HDFC digital loan against mutual funds: How it works, interest rates, and key risks
Investors can digitally borrow funds against mutual fund holdings, that too without redeeming them. The pledged units remain invested, permitting investors access to funds while maintaining market exposure.
One such facility is provided by financial institutions such as HDFC Bank, ICICI Bank, Axis Bank among others through their online platforms. These services allow borrowers quick access to credit by pledging eligible mutual fund units without redeeming them.
What is a loan against mutual funds?
A loan against mutual funds (LAMF) allows investors to pledge their fund units as collateral to get a credit line or overdraft. This also helps individual borrowers to meet short term financial needs and aspirations. That too without liquidating long term investments. Now, the loan amount depends on the type, value and investment time of mutual funds pledged.
However, given the concept of LAMF definitely provides liquidity without disturbing long term investments, still borrowers must tread carefully.
Highlighting the need for caution, Charu Pahuja, CFP, Group Director & COO at Wise Finserv, advises“Digital loans against mutual funds can be a smart short-term solution, but only when used with caution. The loan gets processed online with minimal paperwork, giving you the funds you need—while your mutual fund units continue to stay invested and potentially grow. Always assess repayment ability and risks involved.”
How does HDFC Bank’s digital loan process work?
HDFC Bank’s LAMF is one among the first entirely automated options available in the market. Aspirational investors can apply through theofficial website of HDFC Bank and its internet banking portal. To apply you can select eligible schemes, authorise pledging through OTP and receive funds in under three minutes.

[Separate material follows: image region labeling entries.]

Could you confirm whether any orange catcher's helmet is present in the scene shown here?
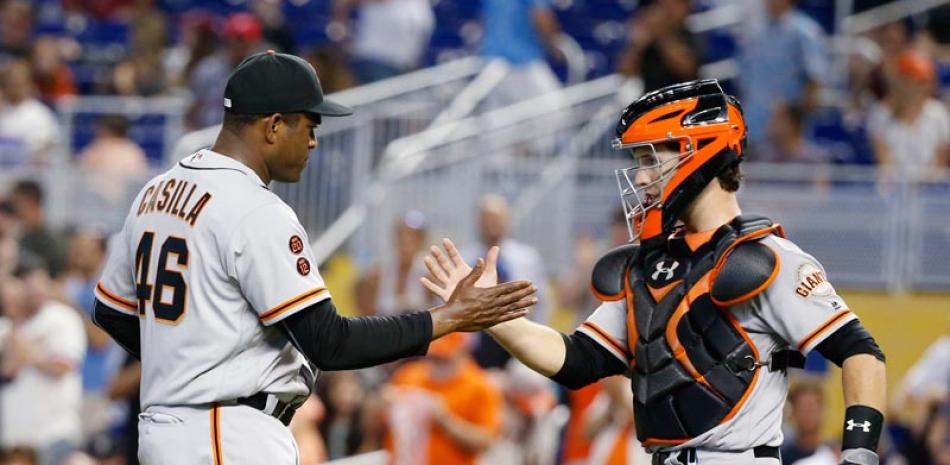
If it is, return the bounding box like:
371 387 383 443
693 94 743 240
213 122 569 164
613 79 746 241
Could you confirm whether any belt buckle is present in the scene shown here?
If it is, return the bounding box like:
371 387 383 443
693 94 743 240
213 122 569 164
663 447 699 465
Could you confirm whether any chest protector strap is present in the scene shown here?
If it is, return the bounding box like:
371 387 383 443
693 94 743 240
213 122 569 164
592 216 789 446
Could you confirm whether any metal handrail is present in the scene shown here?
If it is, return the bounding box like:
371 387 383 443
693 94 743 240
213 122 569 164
332 56 483 106
311 75 621 263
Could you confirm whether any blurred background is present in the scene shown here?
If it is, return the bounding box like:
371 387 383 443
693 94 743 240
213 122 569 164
0 0 950 465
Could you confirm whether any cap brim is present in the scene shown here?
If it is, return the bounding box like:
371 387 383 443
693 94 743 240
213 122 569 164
307 100 353 116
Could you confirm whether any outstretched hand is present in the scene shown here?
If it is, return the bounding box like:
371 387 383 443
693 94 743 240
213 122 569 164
423 239 538 338
421 239 499 302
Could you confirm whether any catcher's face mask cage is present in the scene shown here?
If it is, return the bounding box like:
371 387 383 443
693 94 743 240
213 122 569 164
613 137 694 242
613 79 745 242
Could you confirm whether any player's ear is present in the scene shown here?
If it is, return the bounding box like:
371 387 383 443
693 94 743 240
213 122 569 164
264 113 285 144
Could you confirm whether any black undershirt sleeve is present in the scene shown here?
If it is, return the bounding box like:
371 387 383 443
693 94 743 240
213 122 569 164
815 320 885 367
551 331 627 389
279 299 432 371
92 299 142 360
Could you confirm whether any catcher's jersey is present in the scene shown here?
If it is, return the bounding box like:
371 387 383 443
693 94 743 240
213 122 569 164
96 150 330 409
578 235 857 450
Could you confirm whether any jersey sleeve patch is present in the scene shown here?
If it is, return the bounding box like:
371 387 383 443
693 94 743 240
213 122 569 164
798 310 857 354
577 321 631 363
288 234 303 255
795 261 835 299
95 283 139 316
260 287 330 325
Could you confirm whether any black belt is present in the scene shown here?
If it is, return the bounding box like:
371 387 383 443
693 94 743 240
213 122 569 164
653 446 782 465
237 392 306 426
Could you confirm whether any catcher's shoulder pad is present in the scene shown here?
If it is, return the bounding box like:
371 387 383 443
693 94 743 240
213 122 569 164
710 238 781 307
591 244 640 301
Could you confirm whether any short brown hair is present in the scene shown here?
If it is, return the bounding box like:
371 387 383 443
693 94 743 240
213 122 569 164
716 163 742 192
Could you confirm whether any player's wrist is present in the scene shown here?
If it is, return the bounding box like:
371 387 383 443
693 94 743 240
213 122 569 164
841 449 880 465
841 405 884 465
428 302 458 340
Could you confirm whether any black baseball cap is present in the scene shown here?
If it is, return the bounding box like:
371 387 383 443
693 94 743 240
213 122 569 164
224 50 353 116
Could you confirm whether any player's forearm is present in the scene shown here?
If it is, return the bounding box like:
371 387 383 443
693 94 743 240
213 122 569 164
282 299 432 370
841 354 887 412
488 318 566 377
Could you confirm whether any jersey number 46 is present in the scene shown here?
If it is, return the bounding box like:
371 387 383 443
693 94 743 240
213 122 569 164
135 231 188 324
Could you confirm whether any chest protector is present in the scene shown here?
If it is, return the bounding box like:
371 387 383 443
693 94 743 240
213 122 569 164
593 215 784 446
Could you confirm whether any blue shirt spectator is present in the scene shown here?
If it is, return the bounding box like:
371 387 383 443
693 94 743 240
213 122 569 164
481 0 550 66
739 0 829 144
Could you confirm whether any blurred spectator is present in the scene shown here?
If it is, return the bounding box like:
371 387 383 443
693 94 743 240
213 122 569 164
868 50 950 178
782 379 825 464
357 211 428 315
753 102 831 164
10 180 65 278
460 195 550 368
0 60 60 165
617 0 702 92
317 371 366 460
561 381 608 465
480 359 567 465
63 229 125 455
188 13 263 129
0 257 86 465
32 35 76 102
898 324 950 409
0 447 38 465
328 0 435 84
480 0 561 108
289 395 327 465
107 355 142 465
250 0 296 53
558 209 630 327
162 10 218 88
304 45 356 94
112 5 168 97
0 0 33 61
63 0 138 20
386 333 502 465
738 0 829 146
78 115 148 179
557 234 604 326
586 376 650 465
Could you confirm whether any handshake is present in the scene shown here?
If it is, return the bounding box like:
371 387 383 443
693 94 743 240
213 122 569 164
422 239 538 338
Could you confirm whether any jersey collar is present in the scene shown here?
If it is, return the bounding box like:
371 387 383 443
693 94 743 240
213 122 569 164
178 149 267 189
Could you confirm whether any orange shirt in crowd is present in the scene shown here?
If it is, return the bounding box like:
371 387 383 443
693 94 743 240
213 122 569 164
562 381 602 464
386 358 502 465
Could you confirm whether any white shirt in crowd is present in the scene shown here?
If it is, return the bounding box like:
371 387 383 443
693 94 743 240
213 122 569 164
868 99 950 175
353 0 435 69
0 301 86 448
460 239 551 323
902 336 950 396
0 99 60 163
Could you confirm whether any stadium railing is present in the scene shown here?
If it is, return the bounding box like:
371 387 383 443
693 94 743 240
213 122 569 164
0 57 497 231
314 72 621 263
314 70 950 291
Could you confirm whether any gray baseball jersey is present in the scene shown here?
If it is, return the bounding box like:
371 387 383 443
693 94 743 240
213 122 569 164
578 235 857 451
96 150 330 409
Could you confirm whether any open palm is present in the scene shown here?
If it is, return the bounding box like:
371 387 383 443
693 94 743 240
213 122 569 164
421 239 499 302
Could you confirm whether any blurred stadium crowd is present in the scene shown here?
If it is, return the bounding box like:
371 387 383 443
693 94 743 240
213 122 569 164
0 0 950 465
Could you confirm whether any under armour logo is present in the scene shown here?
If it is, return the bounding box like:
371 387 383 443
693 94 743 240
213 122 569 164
650 260 680 281
847 418 871 433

What are the loan limits and LTV ratios?
This facility also provides borrowers to pledge both equity and debt mutual funds. Borrowers can access from ₹50,000 up to ₹1 crore for debt funds and ₹20 lakh for equity funds. Further, the loan to value ratio (LTV) can go up to 80% for debt and 50% for equity funds. To make the process borrower friendly interest is charged only on the amount utilised and there are no fixed EMIs as well.
What is HDFC Bank’s interest rate on loans against mutual funds?

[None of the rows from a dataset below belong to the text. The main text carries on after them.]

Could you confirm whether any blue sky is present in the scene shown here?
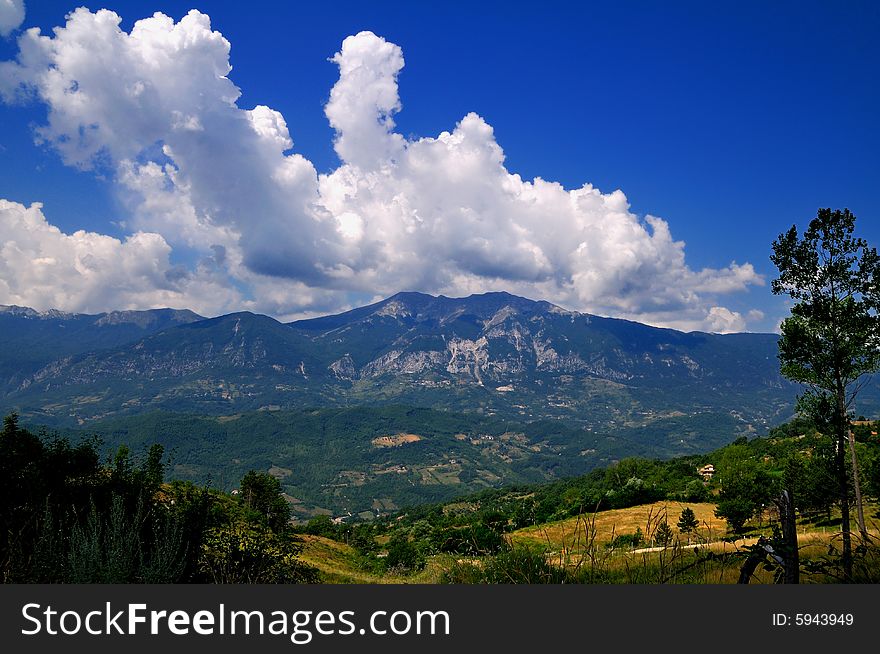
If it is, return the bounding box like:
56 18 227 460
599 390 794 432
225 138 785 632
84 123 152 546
0 1 880 331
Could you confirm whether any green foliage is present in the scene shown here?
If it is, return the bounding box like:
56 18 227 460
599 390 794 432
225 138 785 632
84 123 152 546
441 547 575 584
385 534 427 573
715 445 775 533
771 209 880 400
201 520 317 584
771 209 880 576
0 415 316 583
239 470 290 532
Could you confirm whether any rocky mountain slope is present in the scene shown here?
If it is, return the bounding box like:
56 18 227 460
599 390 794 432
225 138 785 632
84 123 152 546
0 293 812 431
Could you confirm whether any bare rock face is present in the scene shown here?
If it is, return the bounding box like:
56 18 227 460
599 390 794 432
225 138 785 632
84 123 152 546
0 293 794 422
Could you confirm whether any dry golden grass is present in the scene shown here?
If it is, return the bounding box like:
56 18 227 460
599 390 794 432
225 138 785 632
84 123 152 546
511 501 727 550
370 434 422 447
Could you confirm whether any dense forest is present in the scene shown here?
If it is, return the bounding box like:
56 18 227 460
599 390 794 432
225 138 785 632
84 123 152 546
0 414 880 583
0 414 317 583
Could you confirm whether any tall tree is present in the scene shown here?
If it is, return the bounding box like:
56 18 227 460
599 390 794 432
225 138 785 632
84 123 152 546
770 209 880 579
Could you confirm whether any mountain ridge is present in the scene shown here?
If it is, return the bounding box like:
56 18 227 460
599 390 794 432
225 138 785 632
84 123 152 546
0 292 794 429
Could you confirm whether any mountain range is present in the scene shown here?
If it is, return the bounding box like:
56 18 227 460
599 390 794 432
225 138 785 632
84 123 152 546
0 293 796 429
10 293 880 518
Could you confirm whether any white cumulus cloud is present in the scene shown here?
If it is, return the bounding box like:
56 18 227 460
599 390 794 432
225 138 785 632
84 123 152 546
0 0 25 36
0 200 237 313
0 8 762 331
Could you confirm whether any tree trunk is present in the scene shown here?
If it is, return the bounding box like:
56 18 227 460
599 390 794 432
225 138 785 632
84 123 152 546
835 385 852 582
846 425 868 543
776 490 800 584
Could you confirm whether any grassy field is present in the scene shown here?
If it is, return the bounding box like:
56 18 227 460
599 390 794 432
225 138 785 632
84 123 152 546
300 501 880 584
299 534 449 584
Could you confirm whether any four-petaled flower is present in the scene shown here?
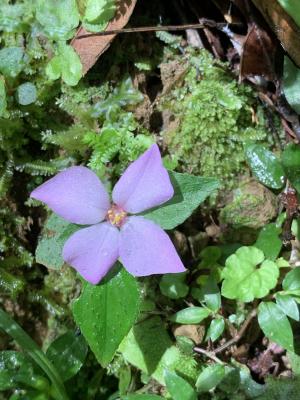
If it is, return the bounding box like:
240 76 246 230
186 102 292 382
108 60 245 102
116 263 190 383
31 144 185 284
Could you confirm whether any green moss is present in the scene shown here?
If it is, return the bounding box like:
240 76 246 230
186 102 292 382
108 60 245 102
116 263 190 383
220 181 277 229
161 50 282 187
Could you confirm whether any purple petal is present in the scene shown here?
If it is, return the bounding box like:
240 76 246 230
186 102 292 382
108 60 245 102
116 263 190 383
112 144 174 213
63 222 120 284
30 167 110 225
120 217 185 276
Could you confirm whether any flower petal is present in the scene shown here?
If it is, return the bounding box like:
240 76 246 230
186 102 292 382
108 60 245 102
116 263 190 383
120 217 185 276
112 144 174 213
30 166 110 225
63 222 120 284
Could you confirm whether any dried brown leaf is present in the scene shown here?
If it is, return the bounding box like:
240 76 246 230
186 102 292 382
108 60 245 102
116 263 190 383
71 0 137 75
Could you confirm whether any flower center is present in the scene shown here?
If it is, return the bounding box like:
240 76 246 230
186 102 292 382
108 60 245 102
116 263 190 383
106 204 127 228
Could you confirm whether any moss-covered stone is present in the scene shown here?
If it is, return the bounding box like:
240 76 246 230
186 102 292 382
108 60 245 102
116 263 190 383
220 181 277 229
160 50 282 188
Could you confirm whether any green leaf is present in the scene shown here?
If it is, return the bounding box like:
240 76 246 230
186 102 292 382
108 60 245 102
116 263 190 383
16 82 37 106
281 144 300 193
36 0 79 40
164 370 197 400
254 224 282 261
83 0 116 32
221 246 279 302
275 293 299 321
206 318 225 342
245 143 284 189
119 316 197 385
46 44 82 86
143 171 219 229
159 272 189 299
91 77 144 118
278 0 300 26
35 214 81 269
258 302 294 351
170 307 211 324
283 56 300 114
201 274 221 312
282 267 300 291
73 264 139 366
46 331 88 381
196 364 225 393
0 351 34 390
0 309 68 400
0 76 7 117
0 47 26 78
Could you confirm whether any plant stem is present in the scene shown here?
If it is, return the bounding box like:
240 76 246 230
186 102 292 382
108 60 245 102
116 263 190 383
0 309 69 400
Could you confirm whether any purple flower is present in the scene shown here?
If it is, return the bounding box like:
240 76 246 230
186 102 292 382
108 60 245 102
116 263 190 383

HDFC Bank’s digital loan against mutual funds comes with interest rates ranging from 10% to 15%, with festive offers starting as low as 9.90% per annum. For complete details on the terms, conditions on a case to case basis refer to the official website of HDFC Bank.
Can you stay invested while borrowing against mutual funds?

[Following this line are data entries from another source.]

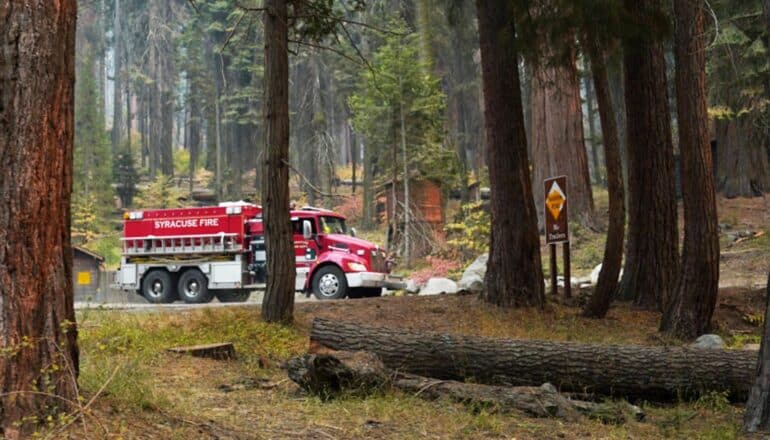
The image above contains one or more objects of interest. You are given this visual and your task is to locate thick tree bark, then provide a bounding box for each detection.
[310,318,756,400]
[743,272,770,432]
[618,0,679,310]
[148,0,174,176]
[716,117,770,198]
[110,0,123,154]
[476,0,545,307]
[583,47,626,318]
[532,52,595,228]
[660,0,719,339]
[0,0,78,439]
[262,0,296,322]
[583,71,609,185]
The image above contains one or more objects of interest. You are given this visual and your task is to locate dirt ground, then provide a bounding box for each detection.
[51,288,764,439]
[46,199,770,440]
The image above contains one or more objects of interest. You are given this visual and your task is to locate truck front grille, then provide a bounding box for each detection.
[372,250,388,272]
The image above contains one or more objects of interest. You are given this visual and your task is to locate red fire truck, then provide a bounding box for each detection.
[114,202,403,303]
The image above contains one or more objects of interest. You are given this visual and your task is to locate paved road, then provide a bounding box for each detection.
[75,292,318,312]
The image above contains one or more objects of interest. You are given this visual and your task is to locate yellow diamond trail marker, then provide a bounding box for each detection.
[545,180,567,220]
[543,176,569,244]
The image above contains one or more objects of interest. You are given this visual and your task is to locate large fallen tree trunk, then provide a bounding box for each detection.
[287,351,644,423]
[310,318,756,400]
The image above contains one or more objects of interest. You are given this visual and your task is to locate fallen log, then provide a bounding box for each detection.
[167,342,235,361]
[310,318,756,400]
[286,351,632,423]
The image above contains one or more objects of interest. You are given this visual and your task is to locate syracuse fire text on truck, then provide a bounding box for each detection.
[114,202,403,303]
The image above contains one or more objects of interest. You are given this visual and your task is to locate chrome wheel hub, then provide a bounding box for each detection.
[318,273,340,296]
[185,280,200,296]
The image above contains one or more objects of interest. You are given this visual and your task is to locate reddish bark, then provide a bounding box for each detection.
[531,52,594,227]
[476,0,545,307]
[262,0,296,322]
[0,0,78,438]
[618,0,679,310]
[660,0,719,339]
[583,45,626,318]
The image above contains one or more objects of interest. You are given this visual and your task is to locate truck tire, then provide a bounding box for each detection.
[142,269,176,304]
[311,266,348,300]
[177,269,214,304]
[215,289,251,302]
[350,287,382,298]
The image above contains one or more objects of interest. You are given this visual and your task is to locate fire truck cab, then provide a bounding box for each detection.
[114,202,403,303]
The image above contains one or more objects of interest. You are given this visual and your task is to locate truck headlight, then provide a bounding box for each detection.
[348,262,366,272]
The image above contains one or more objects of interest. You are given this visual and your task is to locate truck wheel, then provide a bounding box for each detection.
[142,269,176,304]
[178,269,213,304]
[350,287,382,298]
[312,266,348,299]
[215,289,251,302]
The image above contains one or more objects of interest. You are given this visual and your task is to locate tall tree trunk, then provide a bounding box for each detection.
[361,142,374,230]
[743,272,770,432]
[583,48,626,318]
[583,71,609,185]
[619,0,679,310]
[607,57,628,199]
[716,112,770,198]
[532,49,595,228]
[0,0,78,439]
[262,0,296,322]
[148,0,174,176]
[476,0,545,307]
[111,0,123,154]
[187,90,201,200]
[660,0,719,339]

Yes, due to Computer Age Management Services (CAMS) integration and a digital first process, investors retain full market exposure. Units remain invested, allowing them to continue earning returns while availing instant liquidity.
Why does this matter now?
Due to rising interest in non-traditional lending, HDFC Bank’s digital LAMF enjoins investment continuity with instant liquidity. Such a loan product permits investors flexibility even during volatile markets.
Disclaimer: Mint has a tie-up with fintechs for providing credit; you will need to share your information if you apply. These tie-ups do not influence our editorial content. This article only intends to educate and spread awareness about credit needs like loans, credit cards and credit scores. Mint does not promote or encourage taking credit, as it comes with a set of risks such as high interest rates, hidden charges, etc. We advise investors to discuss with certified experts before taking any credit.